Dating App Bumble Used a Food Truck to Fry Up 'Catfish'
When browsing through a dating app, weeding out the weirdos is priority number one. But at the same time, you also have to be wary of the "too good to be true" profiles. Yes, you're amazing and clearly the coolest, most attractive people want to date you, but even an awesome single like yourself can still be the target of "catfishing"—getting conned by someone using a false profile. The app Bumble, which sets itself apart from other dating apps by requiring women to make the first move, recently added a new feature to hopefully prevent such fake activity and figured the best way to spread the word would be with literal catfish.
To promote its new "Photo Verification" feature which requires users to snap selfies in specific poses to prove they aren't using someone else's pics, last week, Bumble handed out actual catfish-based dishes from a food truck parked in a few locations around New York, including in the heart of Brooklyn's hip Williamsburg neighborhood. The bright yellow Airstream branded with the name "Great Catch: Catfish Just Got Served" offered free catfish creations like sliders and blackened fish tacos crafted by Top Chef contestant Sam Talbot to anyone who downloaded the Bumble app. Hammering home the message were other branded items, including cups that read, "Bottoms Up, Bottom Feeders Down."
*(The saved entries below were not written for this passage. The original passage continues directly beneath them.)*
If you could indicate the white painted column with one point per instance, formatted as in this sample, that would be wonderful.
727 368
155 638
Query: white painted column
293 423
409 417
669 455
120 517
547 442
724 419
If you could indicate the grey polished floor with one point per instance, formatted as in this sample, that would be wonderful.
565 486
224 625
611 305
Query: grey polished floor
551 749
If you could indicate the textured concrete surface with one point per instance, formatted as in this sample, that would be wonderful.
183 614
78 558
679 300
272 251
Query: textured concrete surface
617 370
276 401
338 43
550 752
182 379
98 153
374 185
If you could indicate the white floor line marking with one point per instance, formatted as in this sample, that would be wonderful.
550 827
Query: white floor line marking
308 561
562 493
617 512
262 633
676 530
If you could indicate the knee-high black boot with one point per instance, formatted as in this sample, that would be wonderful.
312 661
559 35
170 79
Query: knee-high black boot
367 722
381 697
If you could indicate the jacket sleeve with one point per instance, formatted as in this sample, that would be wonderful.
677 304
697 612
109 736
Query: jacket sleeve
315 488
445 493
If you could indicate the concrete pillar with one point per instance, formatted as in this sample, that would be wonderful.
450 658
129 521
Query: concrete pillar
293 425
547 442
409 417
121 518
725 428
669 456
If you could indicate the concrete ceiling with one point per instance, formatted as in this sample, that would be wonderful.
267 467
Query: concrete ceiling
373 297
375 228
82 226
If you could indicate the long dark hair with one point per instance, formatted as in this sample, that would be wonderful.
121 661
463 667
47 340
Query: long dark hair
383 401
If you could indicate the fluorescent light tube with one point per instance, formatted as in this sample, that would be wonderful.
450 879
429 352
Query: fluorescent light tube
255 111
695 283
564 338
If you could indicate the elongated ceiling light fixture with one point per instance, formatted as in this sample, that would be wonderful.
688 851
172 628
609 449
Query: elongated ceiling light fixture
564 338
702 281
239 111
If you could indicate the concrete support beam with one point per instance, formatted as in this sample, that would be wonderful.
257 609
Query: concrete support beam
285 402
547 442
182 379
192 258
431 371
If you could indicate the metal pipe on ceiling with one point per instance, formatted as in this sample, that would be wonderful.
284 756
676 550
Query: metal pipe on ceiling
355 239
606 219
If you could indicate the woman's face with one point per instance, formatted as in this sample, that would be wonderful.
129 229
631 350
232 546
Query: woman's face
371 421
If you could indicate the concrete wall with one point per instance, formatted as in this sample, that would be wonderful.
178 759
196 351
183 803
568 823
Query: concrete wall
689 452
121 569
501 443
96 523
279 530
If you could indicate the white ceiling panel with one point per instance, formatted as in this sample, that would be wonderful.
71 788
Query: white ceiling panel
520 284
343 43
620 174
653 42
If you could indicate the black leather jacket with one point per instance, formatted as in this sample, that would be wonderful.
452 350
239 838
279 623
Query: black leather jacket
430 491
"I don't think something like photo verification is a really sexy feature to talk about," Krystle Loyland, CEO at Preacher, the Austin-based agency behind the campaign, told AdAge, "but it's a really important one… You've got to do that in a playful way." It's certainly an interesting promotion, but though handing out catfish is about as playful as it comes, at the same time, the scent of freshly blackened catfish doesn't necessarily fit under the umbrella of "sexy" either – even if it does come from a super cool food truck.